Lograr el equilibrio adecuado: claridad de los patrones vs. resistencia del vidrio
Si alguna vez ha utilizado el proceso de serigrafía para imprimir en vidrio, seguramente conoce los problemas que esto conlleva. Es como un juego constante de equilibrios: se necesita suficiente calor para curar la tinta y endurecer el vidrio, pero si se aplica demasiado calor en el lugar incorrecto, los patrones impresos se desvanecen. Es frustrante.
Por eso utilizamos emisores de infrarrojos recubiertos de oro.
¿Por qué el oro?
Las lámparas de cuarzo convencionales emiten un amplio espectro de calor, lo cual es problemático. El recubrimiento de oro actúa como un filtro: refleja las radiaciones de onda larga hacia el filamento, obligando así al emisor a emitir principalmente radiación de onda corta. En otras palabras, el calor llega al vidrio más rápidamente y penetra más profundamente en él. Así, se obtiene una alta densidad de calor sin necesidad de aumentar excesivamente la temperatura del horno, lo cual podría dañar la calidad de la obra impresa.
Elegir el equipo adecuado
Construimos estos dispositivos para que puedan soportar condiciones extremas. Las líneas de templado son entornos muy exigentes. Al ajustar la potencia y la tensión, se puede controlar la velocidad a la que se calienta el vidrio. Si se utiliza una mayor potencia por milímetro, se puede acelerar el movimiento del vidrio o incluso reducir la longitud de la cinta transportadora. Pero aquí está el problema: ese calor intenso ejerce mucha presión sobre los reflectores. Si estos están sucios o dañados, se pierde la precisión en el enfriamiento del vidrio. Eso hace que la resistencia del vidrio sea irregular en toda su superficie, algo que nadie quiere.
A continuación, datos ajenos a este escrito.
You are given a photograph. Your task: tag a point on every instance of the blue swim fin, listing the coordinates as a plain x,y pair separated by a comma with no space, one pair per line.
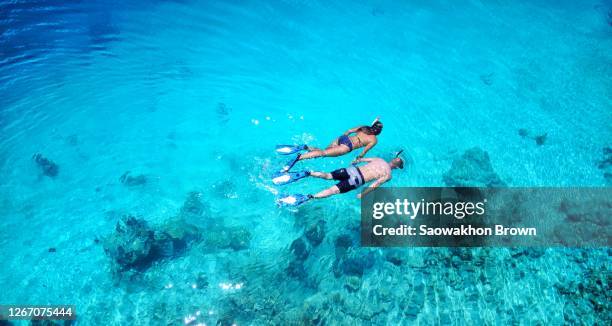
289,149
293,200
290,164
289,177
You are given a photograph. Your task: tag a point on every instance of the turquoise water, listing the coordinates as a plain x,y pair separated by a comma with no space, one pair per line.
194,96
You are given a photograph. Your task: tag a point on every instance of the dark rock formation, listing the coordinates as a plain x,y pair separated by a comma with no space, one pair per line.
472,169
296,270
487,79
193,205
220,237
135,245
316,233
300,248
355,262
606,164
539,139
588,299
48,167
131,246
132,181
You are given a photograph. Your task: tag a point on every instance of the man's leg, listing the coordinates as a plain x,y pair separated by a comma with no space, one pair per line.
333,190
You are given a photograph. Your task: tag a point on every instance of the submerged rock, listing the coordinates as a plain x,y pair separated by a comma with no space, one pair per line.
353,283
132,181
193,204
342,243
135,245
236,238
472,169
316,233
606,164
300,249
355,262
131,246
48,167
539,139
296,270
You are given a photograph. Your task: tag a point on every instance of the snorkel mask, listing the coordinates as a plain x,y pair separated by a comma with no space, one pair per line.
376,127
401,160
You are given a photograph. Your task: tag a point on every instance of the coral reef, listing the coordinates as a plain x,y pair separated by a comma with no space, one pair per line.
472,169
605,164
588,298
133,181
135,245
539,139
131,246
487,79
316,233
47,167
594,218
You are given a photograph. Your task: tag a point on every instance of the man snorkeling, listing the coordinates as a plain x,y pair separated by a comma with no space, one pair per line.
376,169
358,137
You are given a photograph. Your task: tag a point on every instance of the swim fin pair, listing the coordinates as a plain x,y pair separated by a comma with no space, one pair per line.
283,178
293,200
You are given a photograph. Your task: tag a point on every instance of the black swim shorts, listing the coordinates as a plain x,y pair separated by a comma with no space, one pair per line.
350,178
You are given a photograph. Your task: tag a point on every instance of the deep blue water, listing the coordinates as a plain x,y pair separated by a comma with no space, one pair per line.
194,96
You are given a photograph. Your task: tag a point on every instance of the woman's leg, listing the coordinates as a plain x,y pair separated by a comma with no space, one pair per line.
322,175
330,152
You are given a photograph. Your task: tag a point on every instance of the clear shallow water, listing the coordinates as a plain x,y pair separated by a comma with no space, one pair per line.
195,96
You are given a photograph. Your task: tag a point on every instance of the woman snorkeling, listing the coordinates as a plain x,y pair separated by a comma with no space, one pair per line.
358,137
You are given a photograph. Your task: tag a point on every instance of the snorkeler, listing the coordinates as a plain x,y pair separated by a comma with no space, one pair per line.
377,170
364,136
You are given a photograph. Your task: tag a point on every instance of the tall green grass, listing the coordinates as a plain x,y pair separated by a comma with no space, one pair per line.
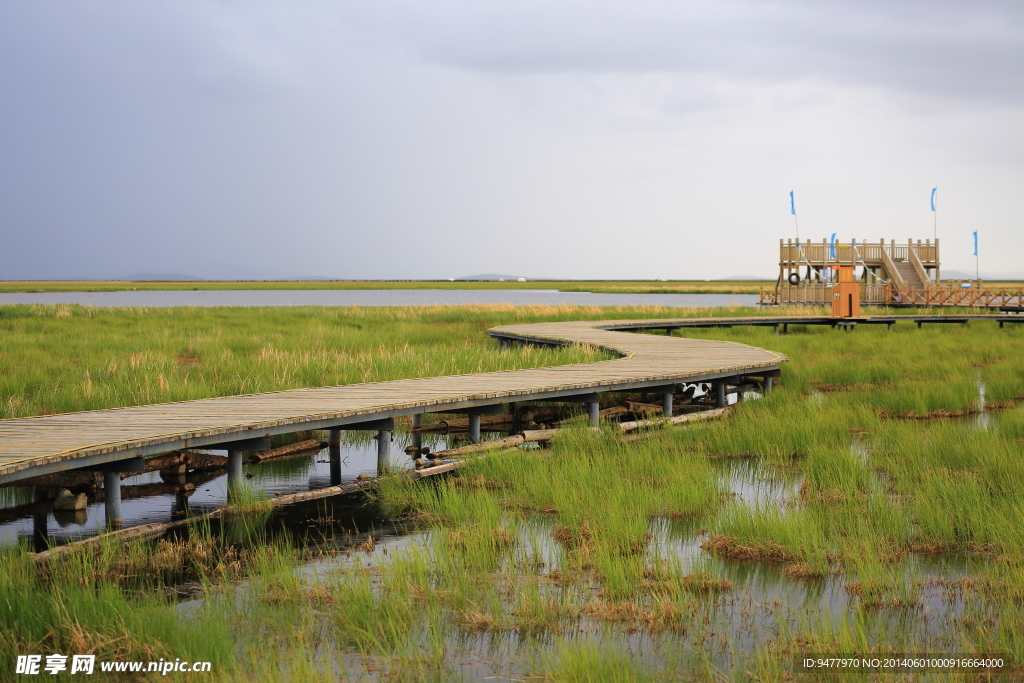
584,562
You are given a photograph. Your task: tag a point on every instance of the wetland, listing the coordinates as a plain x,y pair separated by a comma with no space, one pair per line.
871,504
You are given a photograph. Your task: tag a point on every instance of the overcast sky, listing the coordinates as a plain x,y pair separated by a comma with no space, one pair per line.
404,139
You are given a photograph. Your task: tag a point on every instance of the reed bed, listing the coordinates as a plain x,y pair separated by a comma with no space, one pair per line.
870,505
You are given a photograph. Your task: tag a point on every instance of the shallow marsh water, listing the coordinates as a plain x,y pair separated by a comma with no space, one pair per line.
373,298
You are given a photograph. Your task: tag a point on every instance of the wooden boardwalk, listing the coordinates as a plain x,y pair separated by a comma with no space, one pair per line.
31,446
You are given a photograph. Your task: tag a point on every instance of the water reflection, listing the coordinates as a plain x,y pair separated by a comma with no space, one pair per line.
150,498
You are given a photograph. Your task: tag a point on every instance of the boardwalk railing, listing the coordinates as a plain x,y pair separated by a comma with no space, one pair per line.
885,295
794,255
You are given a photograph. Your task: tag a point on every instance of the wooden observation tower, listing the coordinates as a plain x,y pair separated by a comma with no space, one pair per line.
887,272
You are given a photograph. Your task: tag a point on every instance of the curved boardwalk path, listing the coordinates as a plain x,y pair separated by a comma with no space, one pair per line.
31,446
108,439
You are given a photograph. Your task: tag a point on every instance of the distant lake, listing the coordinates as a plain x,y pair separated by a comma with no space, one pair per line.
374,298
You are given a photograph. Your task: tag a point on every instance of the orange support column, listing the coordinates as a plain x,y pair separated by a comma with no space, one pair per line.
846,294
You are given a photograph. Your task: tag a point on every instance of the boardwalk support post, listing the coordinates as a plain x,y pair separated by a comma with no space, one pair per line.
417,438
334,456
112,499
40,538
112,485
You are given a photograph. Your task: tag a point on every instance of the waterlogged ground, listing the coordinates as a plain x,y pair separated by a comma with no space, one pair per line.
871,506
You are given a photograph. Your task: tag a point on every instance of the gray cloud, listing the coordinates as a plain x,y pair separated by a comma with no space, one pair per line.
950,49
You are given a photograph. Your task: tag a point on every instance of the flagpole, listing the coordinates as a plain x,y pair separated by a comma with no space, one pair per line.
935,217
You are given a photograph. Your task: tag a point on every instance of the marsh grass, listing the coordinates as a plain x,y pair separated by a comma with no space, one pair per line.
583,562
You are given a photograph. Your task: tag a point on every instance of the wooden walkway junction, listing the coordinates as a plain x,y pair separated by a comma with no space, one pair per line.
119,439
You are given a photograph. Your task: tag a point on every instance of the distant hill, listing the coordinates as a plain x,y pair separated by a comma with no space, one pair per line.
159,276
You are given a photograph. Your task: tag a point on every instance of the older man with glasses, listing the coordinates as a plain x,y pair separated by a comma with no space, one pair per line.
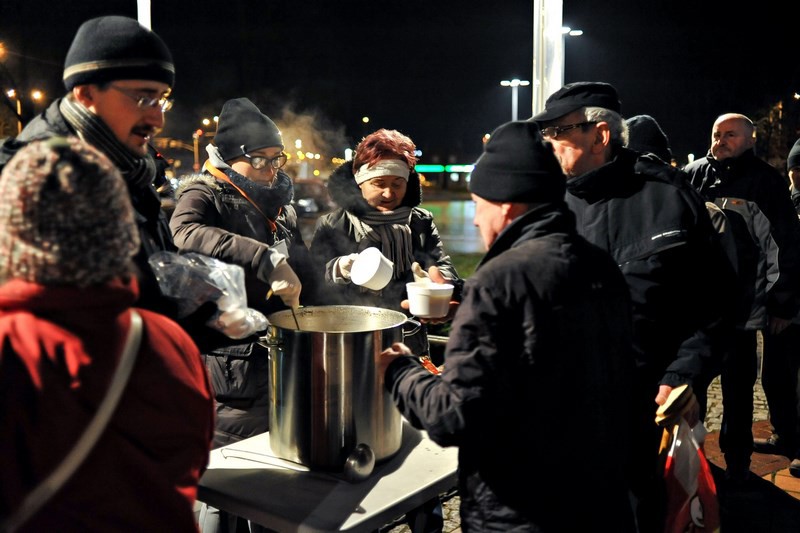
645,214
119,76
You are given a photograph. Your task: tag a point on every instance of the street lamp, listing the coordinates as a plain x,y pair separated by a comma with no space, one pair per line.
514,84
11,93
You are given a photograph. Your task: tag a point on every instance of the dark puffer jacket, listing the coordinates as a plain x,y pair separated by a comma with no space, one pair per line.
212,218
335,236
657,228
540,341
749,178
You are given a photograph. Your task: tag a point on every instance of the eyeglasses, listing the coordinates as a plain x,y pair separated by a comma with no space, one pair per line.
552,132
259,161
143,102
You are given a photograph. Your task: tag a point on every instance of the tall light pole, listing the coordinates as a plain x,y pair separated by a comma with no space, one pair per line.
12,93
514,84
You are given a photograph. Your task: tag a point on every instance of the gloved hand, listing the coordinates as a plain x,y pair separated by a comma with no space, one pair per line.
240,323
344,264
285,283
419,274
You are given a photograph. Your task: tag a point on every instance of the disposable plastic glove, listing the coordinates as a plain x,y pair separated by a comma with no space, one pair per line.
344,264
419,274
240,323
285,283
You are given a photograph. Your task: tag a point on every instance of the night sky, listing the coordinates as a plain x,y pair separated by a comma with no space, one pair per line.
432,68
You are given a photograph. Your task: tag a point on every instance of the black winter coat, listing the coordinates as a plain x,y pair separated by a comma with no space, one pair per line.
334,236
212,218
657,228
154,231
752,179
537,373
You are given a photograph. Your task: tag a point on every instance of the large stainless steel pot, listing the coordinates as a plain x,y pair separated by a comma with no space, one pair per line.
327,397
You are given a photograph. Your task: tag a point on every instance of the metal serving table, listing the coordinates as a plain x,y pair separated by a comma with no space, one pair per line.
245,479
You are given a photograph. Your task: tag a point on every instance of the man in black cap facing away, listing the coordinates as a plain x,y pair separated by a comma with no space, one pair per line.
542,335
656,227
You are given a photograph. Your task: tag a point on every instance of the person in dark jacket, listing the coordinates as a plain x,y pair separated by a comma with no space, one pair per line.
378,194
780,372
647,216
119,76
541,340
755,199
239,211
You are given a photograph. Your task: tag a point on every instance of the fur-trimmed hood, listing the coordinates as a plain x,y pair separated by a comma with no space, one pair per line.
344,190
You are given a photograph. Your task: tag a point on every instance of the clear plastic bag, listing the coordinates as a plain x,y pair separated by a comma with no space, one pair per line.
193,279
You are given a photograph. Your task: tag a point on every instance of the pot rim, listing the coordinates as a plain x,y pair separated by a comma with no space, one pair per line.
284,320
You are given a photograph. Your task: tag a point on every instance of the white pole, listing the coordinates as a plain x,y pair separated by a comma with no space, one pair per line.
548,50
514,101
143,10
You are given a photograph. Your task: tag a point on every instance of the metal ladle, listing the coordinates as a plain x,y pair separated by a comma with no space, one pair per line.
296,323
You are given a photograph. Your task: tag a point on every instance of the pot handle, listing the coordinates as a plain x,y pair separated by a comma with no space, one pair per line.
417,326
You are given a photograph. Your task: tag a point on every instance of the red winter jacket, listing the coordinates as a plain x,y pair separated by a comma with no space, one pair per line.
60,347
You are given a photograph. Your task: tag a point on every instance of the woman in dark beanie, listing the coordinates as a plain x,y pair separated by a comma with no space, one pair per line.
239,211
67,288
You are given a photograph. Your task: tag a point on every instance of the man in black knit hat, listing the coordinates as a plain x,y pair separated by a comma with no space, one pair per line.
542,335
119,76
645,213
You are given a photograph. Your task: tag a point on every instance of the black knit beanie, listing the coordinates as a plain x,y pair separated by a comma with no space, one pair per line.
117,48
242,123
645,135
518,166
793,159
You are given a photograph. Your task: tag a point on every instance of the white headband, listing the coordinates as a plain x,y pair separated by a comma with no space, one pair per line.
385,167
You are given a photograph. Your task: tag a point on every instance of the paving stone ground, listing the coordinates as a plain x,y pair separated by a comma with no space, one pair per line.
713,422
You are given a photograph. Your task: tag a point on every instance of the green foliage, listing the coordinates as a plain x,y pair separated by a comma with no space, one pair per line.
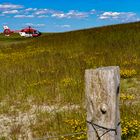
49,70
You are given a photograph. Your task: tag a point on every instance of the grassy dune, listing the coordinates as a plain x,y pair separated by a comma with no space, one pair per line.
48,71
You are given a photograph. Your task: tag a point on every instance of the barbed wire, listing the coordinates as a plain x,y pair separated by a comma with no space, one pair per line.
107,130
63,135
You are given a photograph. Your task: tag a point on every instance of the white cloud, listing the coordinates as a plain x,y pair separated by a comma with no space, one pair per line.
59,15
23,16
10,12
30,9
35,25
107,15
121,16
10,6
42,16
70,14
64,26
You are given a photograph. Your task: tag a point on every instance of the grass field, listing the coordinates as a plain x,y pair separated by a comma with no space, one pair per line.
42,80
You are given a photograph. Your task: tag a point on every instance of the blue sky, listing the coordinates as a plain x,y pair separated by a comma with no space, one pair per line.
66,15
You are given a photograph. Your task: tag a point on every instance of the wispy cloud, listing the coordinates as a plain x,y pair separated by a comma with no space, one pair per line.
23,16
42,16
10,6
121,16
71,14
10,12
109,15
64,26
35,25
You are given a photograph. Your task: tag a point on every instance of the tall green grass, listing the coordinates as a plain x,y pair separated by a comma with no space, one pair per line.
49,70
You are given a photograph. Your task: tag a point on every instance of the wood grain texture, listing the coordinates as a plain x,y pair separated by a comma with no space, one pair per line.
102,101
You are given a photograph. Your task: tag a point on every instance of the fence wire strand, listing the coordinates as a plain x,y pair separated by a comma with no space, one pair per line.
82,132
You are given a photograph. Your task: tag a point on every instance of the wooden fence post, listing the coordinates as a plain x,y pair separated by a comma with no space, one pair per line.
102,101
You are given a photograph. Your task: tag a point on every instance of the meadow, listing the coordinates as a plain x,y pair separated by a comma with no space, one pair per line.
42,80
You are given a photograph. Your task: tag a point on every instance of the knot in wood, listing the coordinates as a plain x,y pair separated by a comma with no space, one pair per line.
103,108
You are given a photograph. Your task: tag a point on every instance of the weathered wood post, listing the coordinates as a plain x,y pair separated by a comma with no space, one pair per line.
102,100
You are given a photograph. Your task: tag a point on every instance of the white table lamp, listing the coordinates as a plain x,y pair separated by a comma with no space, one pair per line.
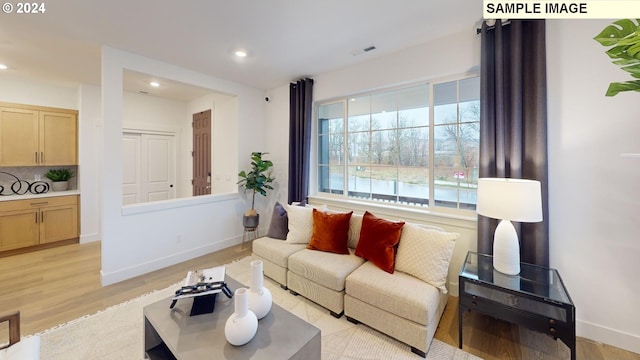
508,200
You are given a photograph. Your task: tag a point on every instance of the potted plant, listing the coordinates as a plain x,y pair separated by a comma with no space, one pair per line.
257,180
60,178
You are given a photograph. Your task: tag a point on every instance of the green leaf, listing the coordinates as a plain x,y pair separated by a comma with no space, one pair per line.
616,87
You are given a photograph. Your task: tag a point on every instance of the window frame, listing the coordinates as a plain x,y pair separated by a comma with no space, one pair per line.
431,206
Consejos prácticos para el taller
Cuando se instalan estas lámparas en la línea de producción, se nota que no es necesario que la zona de calentamiento sea tan grande. Esto permite lograr un gradiente térmico mucho más preciso. El resultado es que ya no hay efectos de “halo” alrededor de los logotipos, y el vidrio alcanza exactamente la temperatura necesaria para su templado.
Sin embargo, hay un consejo importante: hay que estar atento a la alimentación eléctrica. Los filamentos recubiertos de oro son sensibles; unos pocos picos de voltaje pueden dañarlos mucho más rápido que en el caso de una lámpara convencional. Siempre recomiendo utilizar un controlador PID dedicado para evitar que las temperaturas se desvíen de lo normal. Además, asegúrese de que el sistema de refrigeración funcione correctamente. Si el carcasa no se enfría adecuadamente, los conectores se desgastarán rápidamente, lo que causará que las lámparas dejen de funcionar antes de lo esperado.